Prashanth Neel Says NTR’s ‘Dragon’ Is Patriotic; ‘Salaar’ Sequel Next


Indian filmmaker Prashanth Neel is reframing expectations for “Dragon” – his NTR-starring action film targeting a June 2027 release – as his most ambitious patriotic statement to date, while confirming that a “Salaar” sequel will go into production the moment it wraps and revealing plans to eventually step away from large-scale action for a mythological series he has spent roughly two decades developing.

“This is probably going to be our biggest attempt at making a patriotic movie,” Neel tells Variety.

The promotional glimpse – released on the eve of NTR’s birthday and viewed more than 49 million times within two days – officially unveiled the title and laid out the film’s historical and criminal scaffolding. It constructs a premise in which British colonial rule in India was fundamentally sustained by control of the opium trade, with the British commanding 95% of the global market through Afghanistan and the Golden Triangle. In the film’s telling, the British exit from India in 1947 fractured that empire into two warring factions – the Afghan Trading Company and the Golden Trading Company – igniting the conflict at the story’s center.

Reshoot rumors that had circulated ahead of the glimpse are unfounded, Neel says. The production took time off to allow NTR to build his physique without CGI assistance. “They’re just rumors. We never reshot a single scene till now. The only reason we took some time off was because he wanted to be authentically fit for the movie without any CGI. He wanted to build a body,” he says, while also negating rumours of “Dragon” being a spy film.

NTR plays Luger – named after the German Luger PP 08 pistol – an assassin sent to Afghanistan at the age of 10 in 1947 and trained to serve as the Afghan Trading Company’s chief enforcer. Neel describes the character as the most morally complex he has attempted, drawing a parallel to audience responses to Pablo Escobar in the TV series “Narcos.” “We are trying to portray a very, very negative character, but a character that you understand why he’s negative,” he tells Variety.

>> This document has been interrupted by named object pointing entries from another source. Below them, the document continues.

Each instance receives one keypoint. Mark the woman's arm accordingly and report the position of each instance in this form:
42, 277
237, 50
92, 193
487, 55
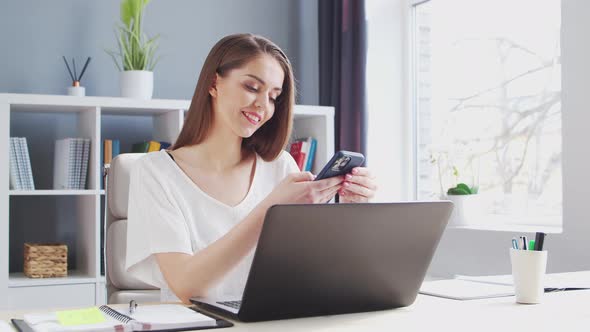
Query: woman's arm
192, 275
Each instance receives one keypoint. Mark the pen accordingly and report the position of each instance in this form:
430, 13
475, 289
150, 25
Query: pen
523, 242
539, 239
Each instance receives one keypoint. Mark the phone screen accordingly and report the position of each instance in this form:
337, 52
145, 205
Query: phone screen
340, 164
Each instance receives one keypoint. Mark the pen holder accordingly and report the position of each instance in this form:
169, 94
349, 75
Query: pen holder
528, 272
76, 90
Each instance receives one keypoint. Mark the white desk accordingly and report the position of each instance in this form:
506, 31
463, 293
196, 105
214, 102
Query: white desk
559, 312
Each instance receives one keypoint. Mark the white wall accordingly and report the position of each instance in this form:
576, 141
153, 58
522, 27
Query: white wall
481, 252
389, 128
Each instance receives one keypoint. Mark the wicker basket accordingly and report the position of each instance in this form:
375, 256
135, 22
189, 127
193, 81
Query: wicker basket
46, 260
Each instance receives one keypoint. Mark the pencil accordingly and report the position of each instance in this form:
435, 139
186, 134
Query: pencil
84, 69
69, 70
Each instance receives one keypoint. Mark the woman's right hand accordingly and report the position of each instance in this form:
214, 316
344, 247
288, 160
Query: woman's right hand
299, 188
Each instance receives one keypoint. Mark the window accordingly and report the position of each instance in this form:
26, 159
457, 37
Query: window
487, 103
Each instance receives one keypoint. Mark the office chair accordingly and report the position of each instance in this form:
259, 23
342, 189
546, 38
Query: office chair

Childhood is the emotional engine Neel returns to across all his films, and “Dragon” is no exception. Rooted in the 70s Hindi-language cinema he grew up watching – films that invariably opened with a protagonist’s formative years – his approach holds that character is fixed in childhood and largely immovable thereafter. “My childhood basically becomes my biggest emotion in my movies,” he says, “and in ‘Dragon’ also it is my biggest strength.”

That emotional grounding is also what he says separates genuine elevation scenes from empty spectacle. “When you talk about an elevation scene, it always comes from drama,” Neel says. “If I am not invested in the drama, then I will not be elevated when I see what I see. It just cannot be a set piece.” The construction, he says, begins long before the payoff – laying what he calls bread crumbs early enough that the drama lands with full force when it arrives. The goal is a scene that functions like a song: something audiences return to.

The film marks a deliberate shift in directorial register for Neel. “This is the first time that I’m probably going to let my actors do the heavy lifting for me in the movie,” he says. “Dragon” extends the post-independence dystopian universe he has built across the “K.G.F” film and “Salaar,” though Neel frames it as distinct in intent – a story in which the patriotic dimension, obscured by the glimpse’s dark aesthetic, is central.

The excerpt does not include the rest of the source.